CHICAGO — In a nearly empty Leighton Criminal Courthouse, eight hours after the case was called, opening statements were delivered Monday evening in the criminal trial of former “Empire” actor Jussie Smollett.
Smollett, now 39, is charged with six counts of making false statements to police in connection with a hate crime that he reported to police on a frigid night in January 2019.
After about eight hours of proceedings, 12 jurors and two alternates were selected, the majority of whom appeared to be white. The trial is expected to last through the week.
“He faked the hate crime, then he falsely reported the fake hate crime to the Chicago Police Department as being a real crime,” attorney Dan Webb, the special prosecutor appointed to the case in 2019, said during his opening statement.
“Under Illinois law, it is a crime to knowingly provide a false report of a crime to a police officer, and that’s exactly what he did,” Webb added.
Nenye Uche, one of Smollett’s attorneys, said the case was built largely on assumptions.
“This rush to judgment has destroyed Jussie’s life, destroyed his career and has turned him into a pariah,” Uche said.
The case gripped the city when it was first thrust into public view. Smollett, a Black and gay actor on the Fox series “Empire,” told Chicago police that he was attacked by two masked men in the middle of a frigid night after he left a Subway restaurant.

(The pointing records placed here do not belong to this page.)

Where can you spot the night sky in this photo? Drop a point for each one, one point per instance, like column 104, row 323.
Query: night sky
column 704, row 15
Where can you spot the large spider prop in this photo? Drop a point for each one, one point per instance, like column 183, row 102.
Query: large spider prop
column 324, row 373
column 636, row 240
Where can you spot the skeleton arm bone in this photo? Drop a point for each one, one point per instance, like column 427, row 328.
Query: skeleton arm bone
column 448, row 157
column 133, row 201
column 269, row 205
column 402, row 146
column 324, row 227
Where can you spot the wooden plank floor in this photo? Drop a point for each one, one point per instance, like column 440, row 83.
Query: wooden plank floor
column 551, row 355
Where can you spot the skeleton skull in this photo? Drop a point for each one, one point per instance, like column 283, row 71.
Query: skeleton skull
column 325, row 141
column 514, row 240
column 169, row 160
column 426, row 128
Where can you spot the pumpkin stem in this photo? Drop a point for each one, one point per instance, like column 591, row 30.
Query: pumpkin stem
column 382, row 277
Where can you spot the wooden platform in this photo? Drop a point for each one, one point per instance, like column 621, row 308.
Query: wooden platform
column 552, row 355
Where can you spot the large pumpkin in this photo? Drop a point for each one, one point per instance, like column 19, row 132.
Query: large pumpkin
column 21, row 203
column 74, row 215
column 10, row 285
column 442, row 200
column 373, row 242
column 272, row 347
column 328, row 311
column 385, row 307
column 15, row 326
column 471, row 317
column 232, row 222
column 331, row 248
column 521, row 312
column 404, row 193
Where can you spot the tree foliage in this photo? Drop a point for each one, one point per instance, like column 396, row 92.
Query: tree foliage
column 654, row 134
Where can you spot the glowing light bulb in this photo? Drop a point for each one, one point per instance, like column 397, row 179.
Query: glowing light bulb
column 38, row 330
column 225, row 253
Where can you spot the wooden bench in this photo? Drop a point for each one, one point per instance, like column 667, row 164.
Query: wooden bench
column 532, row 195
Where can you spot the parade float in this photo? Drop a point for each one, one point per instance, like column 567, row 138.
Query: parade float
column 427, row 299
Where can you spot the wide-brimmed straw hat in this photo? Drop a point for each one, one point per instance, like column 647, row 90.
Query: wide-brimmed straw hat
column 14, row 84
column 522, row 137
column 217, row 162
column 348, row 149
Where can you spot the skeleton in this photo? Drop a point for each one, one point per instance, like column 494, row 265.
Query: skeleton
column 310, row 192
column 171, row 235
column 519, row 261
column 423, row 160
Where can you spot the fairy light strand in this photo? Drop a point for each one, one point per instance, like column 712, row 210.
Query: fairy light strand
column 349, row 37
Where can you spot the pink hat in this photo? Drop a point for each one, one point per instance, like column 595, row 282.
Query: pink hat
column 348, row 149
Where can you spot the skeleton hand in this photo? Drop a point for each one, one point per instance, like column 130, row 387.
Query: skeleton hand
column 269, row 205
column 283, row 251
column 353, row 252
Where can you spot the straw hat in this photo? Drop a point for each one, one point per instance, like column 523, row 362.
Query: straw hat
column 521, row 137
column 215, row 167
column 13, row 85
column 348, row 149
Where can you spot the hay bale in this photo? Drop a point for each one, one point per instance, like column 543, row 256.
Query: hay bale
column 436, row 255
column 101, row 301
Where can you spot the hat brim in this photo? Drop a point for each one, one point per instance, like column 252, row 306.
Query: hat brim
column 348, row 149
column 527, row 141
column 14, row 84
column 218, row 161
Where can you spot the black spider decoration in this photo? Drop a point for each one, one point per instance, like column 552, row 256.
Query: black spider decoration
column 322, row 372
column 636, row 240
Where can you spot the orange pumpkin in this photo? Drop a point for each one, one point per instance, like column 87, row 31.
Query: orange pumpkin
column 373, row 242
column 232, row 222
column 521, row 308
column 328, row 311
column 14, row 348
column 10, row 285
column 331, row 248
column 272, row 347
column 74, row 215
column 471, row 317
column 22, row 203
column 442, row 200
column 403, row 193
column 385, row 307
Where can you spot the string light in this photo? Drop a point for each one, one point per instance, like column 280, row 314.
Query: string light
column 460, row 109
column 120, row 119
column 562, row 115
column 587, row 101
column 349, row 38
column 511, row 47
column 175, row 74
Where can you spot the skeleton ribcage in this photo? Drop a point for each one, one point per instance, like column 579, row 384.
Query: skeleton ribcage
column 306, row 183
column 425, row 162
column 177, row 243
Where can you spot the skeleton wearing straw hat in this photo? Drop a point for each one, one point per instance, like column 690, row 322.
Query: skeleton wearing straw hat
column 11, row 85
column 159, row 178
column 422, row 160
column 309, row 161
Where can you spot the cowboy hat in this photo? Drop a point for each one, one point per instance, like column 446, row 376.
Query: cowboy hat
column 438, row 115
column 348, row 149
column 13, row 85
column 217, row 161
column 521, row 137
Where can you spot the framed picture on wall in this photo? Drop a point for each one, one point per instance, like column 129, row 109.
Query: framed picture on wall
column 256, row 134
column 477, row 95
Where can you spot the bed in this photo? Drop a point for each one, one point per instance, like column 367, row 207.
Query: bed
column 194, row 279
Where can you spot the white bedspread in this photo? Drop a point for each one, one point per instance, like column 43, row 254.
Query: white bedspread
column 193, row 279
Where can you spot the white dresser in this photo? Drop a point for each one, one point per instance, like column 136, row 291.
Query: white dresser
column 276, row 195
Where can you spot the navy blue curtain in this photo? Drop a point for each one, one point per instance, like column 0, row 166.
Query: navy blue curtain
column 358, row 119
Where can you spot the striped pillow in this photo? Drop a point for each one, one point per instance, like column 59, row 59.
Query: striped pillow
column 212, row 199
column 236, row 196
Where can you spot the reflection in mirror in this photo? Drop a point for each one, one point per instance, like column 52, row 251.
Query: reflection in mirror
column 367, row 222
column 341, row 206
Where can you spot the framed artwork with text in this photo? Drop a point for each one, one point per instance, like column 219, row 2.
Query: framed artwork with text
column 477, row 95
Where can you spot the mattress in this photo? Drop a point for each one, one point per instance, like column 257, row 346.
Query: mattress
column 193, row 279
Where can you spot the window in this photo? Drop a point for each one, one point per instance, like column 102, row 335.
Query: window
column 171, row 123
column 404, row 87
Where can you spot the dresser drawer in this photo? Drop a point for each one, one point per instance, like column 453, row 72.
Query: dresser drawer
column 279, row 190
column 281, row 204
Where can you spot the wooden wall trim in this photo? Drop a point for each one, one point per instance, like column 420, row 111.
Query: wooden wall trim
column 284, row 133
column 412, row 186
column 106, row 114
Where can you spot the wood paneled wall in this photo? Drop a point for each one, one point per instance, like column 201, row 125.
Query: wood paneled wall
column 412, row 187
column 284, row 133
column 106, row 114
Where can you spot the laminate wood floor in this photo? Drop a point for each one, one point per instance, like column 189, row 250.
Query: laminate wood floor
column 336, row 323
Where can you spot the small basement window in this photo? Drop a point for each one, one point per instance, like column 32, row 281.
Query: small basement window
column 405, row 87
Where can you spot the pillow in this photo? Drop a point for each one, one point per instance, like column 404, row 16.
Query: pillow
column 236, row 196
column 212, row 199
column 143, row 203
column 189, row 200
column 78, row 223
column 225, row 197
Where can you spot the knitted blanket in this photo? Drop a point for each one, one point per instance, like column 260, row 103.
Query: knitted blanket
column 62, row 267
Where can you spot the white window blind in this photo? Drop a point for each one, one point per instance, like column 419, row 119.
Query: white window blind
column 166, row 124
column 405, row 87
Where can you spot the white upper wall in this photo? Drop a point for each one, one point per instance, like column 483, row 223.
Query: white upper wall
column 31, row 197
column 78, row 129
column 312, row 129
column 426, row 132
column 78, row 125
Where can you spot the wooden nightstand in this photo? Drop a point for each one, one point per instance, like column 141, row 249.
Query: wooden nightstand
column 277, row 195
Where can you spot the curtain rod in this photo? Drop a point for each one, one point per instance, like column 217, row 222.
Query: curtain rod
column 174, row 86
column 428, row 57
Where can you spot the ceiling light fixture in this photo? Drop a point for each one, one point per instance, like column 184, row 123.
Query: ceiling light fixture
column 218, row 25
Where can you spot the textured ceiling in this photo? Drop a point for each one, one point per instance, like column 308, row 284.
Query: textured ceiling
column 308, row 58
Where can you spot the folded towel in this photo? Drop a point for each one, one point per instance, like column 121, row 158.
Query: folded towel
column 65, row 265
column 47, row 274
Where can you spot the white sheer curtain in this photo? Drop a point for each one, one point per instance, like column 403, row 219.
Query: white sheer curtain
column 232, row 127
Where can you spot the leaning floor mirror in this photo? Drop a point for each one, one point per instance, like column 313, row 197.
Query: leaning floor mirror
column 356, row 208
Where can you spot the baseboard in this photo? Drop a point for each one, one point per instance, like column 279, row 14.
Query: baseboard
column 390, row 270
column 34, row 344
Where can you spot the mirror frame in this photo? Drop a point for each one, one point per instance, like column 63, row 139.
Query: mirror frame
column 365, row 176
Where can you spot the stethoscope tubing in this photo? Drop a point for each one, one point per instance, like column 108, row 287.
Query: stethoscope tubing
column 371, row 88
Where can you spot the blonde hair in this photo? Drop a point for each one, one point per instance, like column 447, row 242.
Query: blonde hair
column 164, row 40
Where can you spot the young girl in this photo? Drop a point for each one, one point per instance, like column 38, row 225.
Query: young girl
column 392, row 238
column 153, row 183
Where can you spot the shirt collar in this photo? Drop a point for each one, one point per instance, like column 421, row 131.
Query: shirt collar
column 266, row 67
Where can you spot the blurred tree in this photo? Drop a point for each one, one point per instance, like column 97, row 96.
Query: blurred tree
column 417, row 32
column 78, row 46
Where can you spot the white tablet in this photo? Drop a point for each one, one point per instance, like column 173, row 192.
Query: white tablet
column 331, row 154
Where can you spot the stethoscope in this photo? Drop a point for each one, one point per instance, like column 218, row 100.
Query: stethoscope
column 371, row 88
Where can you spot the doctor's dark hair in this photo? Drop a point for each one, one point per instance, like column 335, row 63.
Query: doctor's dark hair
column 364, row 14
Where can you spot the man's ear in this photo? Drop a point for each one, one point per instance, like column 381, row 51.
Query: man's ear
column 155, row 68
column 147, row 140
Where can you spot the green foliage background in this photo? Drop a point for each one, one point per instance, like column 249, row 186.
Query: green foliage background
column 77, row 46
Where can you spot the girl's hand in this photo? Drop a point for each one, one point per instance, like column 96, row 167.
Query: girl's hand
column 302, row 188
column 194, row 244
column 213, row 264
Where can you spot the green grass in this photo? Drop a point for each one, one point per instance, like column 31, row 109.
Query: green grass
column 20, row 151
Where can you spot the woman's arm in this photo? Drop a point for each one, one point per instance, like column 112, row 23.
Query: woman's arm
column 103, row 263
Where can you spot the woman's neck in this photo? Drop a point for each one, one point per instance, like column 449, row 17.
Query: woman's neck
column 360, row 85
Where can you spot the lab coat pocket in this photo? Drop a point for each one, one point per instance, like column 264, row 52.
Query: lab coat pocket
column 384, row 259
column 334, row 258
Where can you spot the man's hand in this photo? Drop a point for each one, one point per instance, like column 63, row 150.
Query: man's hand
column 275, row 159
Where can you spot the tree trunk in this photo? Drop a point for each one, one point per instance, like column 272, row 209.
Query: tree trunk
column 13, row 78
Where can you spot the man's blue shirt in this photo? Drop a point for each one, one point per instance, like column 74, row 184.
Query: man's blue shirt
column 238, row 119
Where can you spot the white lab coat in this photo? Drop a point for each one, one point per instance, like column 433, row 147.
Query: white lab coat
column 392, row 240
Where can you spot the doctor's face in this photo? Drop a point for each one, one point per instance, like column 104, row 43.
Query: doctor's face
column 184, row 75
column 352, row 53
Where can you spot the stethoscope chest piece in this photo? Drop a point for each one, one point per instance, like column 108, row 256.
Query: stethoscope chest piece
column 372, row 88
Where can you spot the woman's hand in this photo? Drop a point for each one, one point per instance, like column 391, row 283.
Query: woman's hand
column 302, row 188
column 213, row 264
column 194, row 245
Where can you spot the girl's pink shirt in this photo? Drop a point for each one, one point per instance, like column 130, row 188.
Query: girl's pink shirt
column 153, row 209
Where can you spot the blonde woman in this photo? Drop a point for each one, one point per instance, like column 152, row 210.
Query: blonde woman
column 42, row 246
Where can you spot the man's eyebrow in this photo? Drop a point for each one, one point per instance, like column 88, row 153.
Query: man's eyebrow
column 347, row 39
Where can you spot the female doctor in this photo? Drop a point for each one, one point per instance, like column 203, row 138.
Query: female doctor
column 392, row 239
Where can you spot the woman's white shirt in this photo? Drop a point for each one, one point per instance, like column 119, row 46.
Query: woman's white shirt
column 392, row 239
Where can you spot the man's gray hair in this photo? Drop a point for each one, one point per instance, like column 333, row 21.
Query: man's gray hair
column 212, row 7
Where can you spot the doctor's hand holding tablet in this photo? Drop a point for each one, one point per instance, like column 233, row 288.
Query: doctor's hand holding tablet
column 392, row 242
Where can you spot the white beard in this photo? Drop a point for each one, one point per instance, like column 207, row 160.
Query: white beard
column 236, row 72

Smollett said his attackers used homophobic and racial slurs while putting a noose around his neck, with one of the assailants telling him, “This is MAGA country,” a reference to former President Donald Trump’s campaign slogan.
Smollett himself became a suspect soon after, and he was charged with making a false report. Cook County State’s Attorney Kim Foxx said she “recused” herself from the case to “address questions of impartiality.” Shortly after he was charged, “Empire” producers said Smollett’s character would be written out of the show.
However, the charges against Smollett were quickly dropped with little explanation in March 2019. The city later filed a federal lawsuit against Smollett, seeking to recoup the money that was spent investigating Smollett’s initial attack claim.
Eventually, Cook County Judge Michael Toomin appointed Webb — the former U.S. Attorney for the Northern District of Illinois — as special prosecutor, tasked with determining if there was wrongdoing by the state’s attorney’s office in dropping the charges, and deciding if Smollett should face criminal charges.
A grand jury returned a six-count indictment against Smollett in February 2020.